Just as Paroline and Lamb capture the visuals of the cartoon so well, North gets the various characters' voices just right, and nails the unusual tone of the show. I was pleasantly surprised at how much of his own voice seems to come through, as well, thanks, in large part, to his inclusion of little messages at the bottoms of most of the pages, addressing the reader directly or the content of the page in the same way the alt text in his Dinosaur Comics does. Additionally, many pages feature tiny little bonus comics featuring one-off jokes or asides featuring the characters on the page above.
The strategy makes for a really fun comic to read. The content, as well as the way it was told, made reading Adventure Time Vol. 1 a really enjoyable experience for me.


The plot is, nevertheless, extremely simple and straightforward. It's fight comics at their most basic. A powerful villain with a powerful weapon appears, defeats our heroes and traps them. They must figure out a way to escape, and then figure out a way to defeat the villain. They eventually do.

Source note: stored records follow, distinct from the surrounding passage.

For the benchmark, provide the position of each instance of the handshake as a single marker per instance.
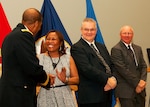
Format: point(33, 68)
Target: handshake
point(111, 83)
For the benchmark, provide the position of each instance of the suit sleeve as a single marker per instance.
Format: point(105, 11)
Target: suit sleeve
point(26, 56)
point(122, 68)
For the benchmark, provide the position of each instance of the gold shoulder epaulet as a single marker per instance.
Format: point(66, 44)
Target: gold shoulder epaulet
point(26, 30)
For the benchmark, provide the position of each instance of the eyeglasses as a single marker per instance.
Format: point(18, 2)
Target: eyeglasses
point(91, 30)
point(127, 33)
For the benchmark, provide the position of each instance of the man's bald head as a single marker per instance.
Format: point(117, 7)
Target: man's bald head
point(31, 15)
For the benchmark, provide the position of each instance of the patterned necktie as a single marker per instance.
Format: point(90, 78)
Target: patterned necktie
point(102, 59)
point(132, 54)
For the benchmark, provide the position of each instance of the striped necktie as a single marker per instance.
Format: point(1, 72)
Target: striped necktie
point(102, 59)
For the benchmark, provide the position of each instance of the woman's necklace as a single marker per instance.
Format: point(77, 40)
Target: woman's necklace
point(54, 64)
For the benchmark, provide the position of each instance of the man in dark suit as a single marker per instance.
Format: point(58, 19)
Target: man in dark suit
point(20, 67)
point(131, 70)
point(95, 82)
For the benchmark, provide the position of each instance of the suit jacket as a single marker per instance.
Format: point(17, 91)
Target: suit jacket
point(20, 70)
point(91, 71)
point(128, 75)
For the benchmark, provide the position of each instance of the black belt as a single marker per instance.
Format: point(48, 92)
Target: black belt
point(58, 86)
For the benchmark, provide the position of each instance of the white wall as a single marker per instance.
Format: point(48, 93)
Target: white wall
point(111, 15)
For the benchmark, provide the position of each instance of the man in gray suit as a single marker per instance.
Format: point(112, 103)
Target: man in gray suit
point(131, 70)
point(96, 80)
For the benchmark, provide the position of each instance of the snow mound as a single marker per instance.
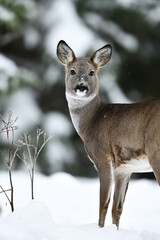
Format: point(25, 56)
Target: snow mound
point(66, 208)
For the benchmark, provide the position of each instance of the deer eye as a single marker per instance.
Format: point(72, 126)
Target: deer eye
point(72, 72)
point(91, 73)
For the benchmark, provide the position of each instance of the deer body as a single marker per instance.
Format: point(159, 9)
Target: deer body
point(119, 138)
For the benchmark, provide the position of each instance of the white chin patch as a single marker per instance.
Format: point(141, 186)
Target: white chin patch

North is able to wring a rather remarkable amount of drama and tension out of the situation though. While I was always certain the heroes would win and save the world, the "how" of it was never certain, and North presents an awful lot of trial and error in the process; like, they fail a good half-dozen times before they finally succeed, and they do so with a clever, visually interesting plan.

Clever and visually interesting, are, by the way, words that could be applied to many aspects of the book.

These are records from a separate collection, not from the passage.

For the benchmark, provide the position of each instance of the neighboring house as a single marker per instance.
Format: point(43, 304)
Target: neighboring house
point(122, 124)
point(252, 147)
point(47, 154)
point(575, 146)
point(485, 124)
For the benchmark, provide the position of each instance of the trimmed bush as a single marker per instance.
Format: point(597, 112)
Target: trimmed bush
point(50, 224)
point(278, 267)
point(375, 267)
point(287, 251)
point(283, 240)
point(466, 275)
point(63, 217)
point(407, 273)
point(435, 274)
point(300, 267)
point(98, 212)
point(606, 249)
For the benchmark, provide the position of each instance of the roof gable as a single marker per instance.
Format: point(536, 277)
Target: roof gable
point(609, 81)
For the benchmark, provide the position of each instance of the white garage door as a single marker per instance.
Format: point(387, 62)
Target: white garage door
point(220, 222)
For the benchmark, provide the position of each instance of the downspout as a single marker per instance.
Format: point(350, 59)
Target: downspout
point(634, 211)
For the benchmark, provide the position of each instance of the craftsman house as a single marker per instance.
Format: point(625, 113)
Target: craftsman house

Did they manage to sneak the star of North's Dinosaur Comics into a panel here...?

Look, here's T-Rex from Dinosaur Comics:
And here's a T-Rex skeleton in a panel of Adventure Time:
Is the latter the skeletonized version of the former? I don't know. Only T-Rex himself could tell us, except he can't tell us anything, because now he's a dead skeleton, and dead dinosaur skeletons can't tell us anything at all (although paleontologists may hold a different opinion on the matter).


Did I mention the fact that there were a lot of variant covers though? There are a lot of variant covers. The book is 128 pages long, and only 70 of those pages contain comics. There's a short feature showing how the comic was drawn, and lot of end-pages and what not, and...let's see...23 covers!

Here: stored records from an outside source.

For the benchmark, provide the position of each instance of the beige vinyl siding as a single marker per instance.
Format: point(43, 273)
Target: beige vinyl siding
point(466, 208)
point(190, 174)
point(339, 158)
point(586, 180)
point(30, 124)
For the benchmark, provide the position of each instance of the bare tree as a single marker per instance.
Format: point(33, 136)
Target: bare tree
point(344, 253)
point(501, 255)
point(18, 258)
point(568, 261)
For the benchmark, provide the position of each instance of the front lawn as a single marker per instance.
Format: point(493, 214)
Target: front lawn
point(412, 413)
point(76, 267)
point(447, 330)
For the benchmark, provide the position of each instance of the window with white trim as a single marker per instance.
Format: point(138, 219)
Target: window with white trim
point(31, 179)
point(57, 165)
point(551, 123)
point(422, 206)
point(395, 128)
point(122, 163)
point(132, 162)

Now, these are all pretty great images, and we get to see the various characters as drawn by Stephanie Buscema, Jeffrey Brown, Sanford Greene, Chris Samnee, Scott C., Adventure Time creator Pendleton Ward and his mom Betty Ward, but dang, almost half of the trade paperback collection of Adventure Time is not comics, and, when I was reading, I was pretty shocked to find the story ended when I still had another fifty pages or so worth of pages to flip through.